Frau Wanka entfesselt die nächste Welle durch einen Pakt, der den Charakter einer Vergewaltigung im Gewand einer Wohltat hat. Mir bereitet dieser Angriff auf die Schulen tatsächlich große Sorgen. Meine Kinder dagegen schlafen gut, weil ihre innere Uhr abends nicht vom Bildschirmlicht gestört wird. Tatsächlich gehören Schlaf- und Konzentrationsstörungen zu den bedenklichen Nebenwirkungen dieser Systeme, von der hohen Suchtgefährdung ganz abgesehen.
Unser Interviewpartner Matthias Burchardt ist Akademischer Rat am Institut für Bildungsphilosophie, Anthropologie und Pädagogik der Lebensspanne an der Universität zu Köln und stellvertretender Geschäftsführer der Gesellschaft für Bildung und Wissen (GBW). Der Verein dient nach Eigendarstellung der „Auseinandersetzung mit den Grundzügen, Voraussetzungen und Folgen der gegenwärtigen umfassenden Bildungsreform von Schule und Hochschulen“ und nimmt Partei „für die grundlegende Aufgabe des Bildungswesens, nämlich die Vermittlung von Bildung und Wissen an die nachwachsende Generation“.
Mehr von Matthias Burchardt: Wider die neoliberale Zurichtung des Menschen. pad-Verlag. Bezugsquelle: . ISBN 978-88515-279-8
Was ist so anders daran, mit Smartphone oder Tablet zu lernen, verglichen mit den bisher gängigen Methoden? Sie sprachen von „Vergewaltigung“? Überziehen Sie damit nicht doch?

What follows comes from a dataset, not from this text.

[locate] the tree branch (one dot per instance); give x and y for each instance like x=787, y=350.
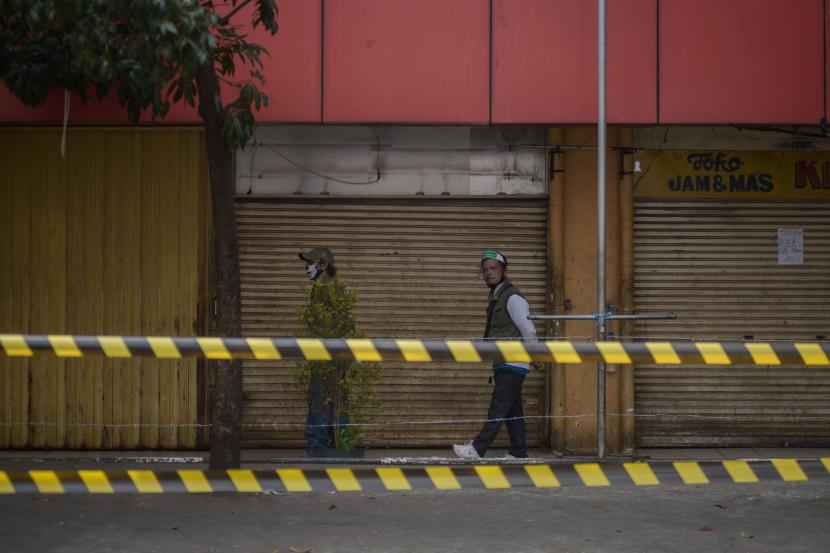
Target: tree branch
x=225, y=20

Um eines klarzustellen: Wenn ich den Slogan richtig deute, ist Frau Wanka nicht in erster Linie an einer soliden Geräteausstattung gelegen, die dann nach fachdidaktischen Entscheidungen der Lehrerin oder des Lehrers bedarfsweise eingesetzt wird. Ihr geht es um einen Umbau der pädagogischen Substanz von Schule: „Nur noch mit PC.“ Bisher galt aus guten Gründen, dass Lernen in Beziehung stattfindet, verantwortet von einer in Fach und Vermittlung souveränen Lehrperson. Diese soziale Dimension von Bildung wird aber verdrängt, wenn der Bildschirm zunehmend zum Bezugspunkt wird.

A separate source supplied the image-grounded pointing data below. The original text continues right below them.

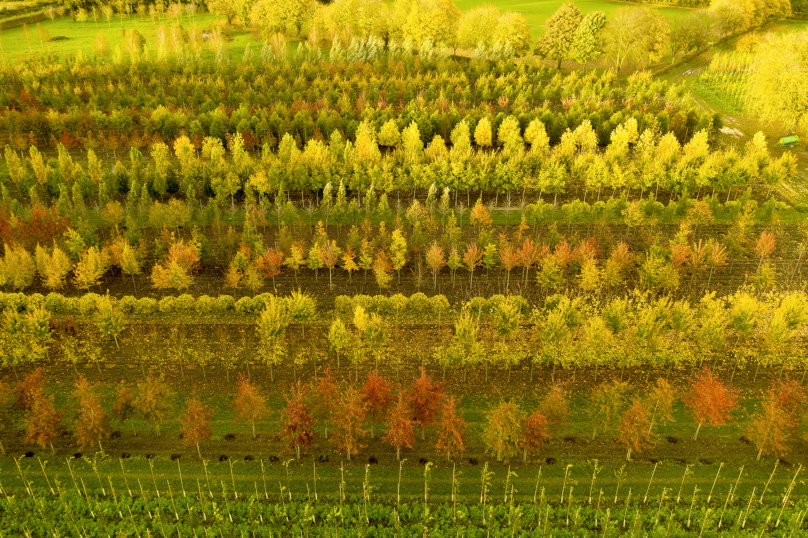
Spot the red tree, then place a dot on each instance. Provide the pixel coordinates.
(195, 423)
(451, 430)
(710, 401)
(348, 417)
(42, 420)
(27, 390)
(249, 405)
(377, 396)
(400, 426)
(535, 433)
(92, 422)
(326, 397)
(297, 420)
(634, 430)
(770, 428)
(424, 398)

Es ist übrigens eine Illusion zu glauben, dass diese Geräte ein neutrales Instrument wären, das in den Händen der richtigen Leute zu mehr Bildungsgerechtigkeit beitragen würde. Zum einen vergrößert digitalisierter Unterricht die soziale Spaltung anstatt sie zu überwinden. Mehr denn je wird nämlich das kulturelle Kapital der Eltern ausschlaggebend für den Bildungserfolg. Zum anderen verkennt man die Eigengesetzlichkeit des Mediums, das einem nämlich nur dann gehorcht, wenn man sich ihm unterwirft. Im Grunde funktionieren die digitalen Medien wie ein Fetisch. Sie suggerieren dem Nutzer Freiheit und Souveränität, liefern ihn aber einer Abhängigkeit aus. So wenig der Seidenstrumpf oder die Götterstatue tatsächliches Liebesglück oder religiöse Erlösung zustande bringen, so wenig können digitale Lehrmittel und Medien die Aufgaben eines Lehrers ersetzen oder auf technischem Weg die Bildung von Schülern bewerkstelligen. Das gilt übrigens auch für die Hochschule.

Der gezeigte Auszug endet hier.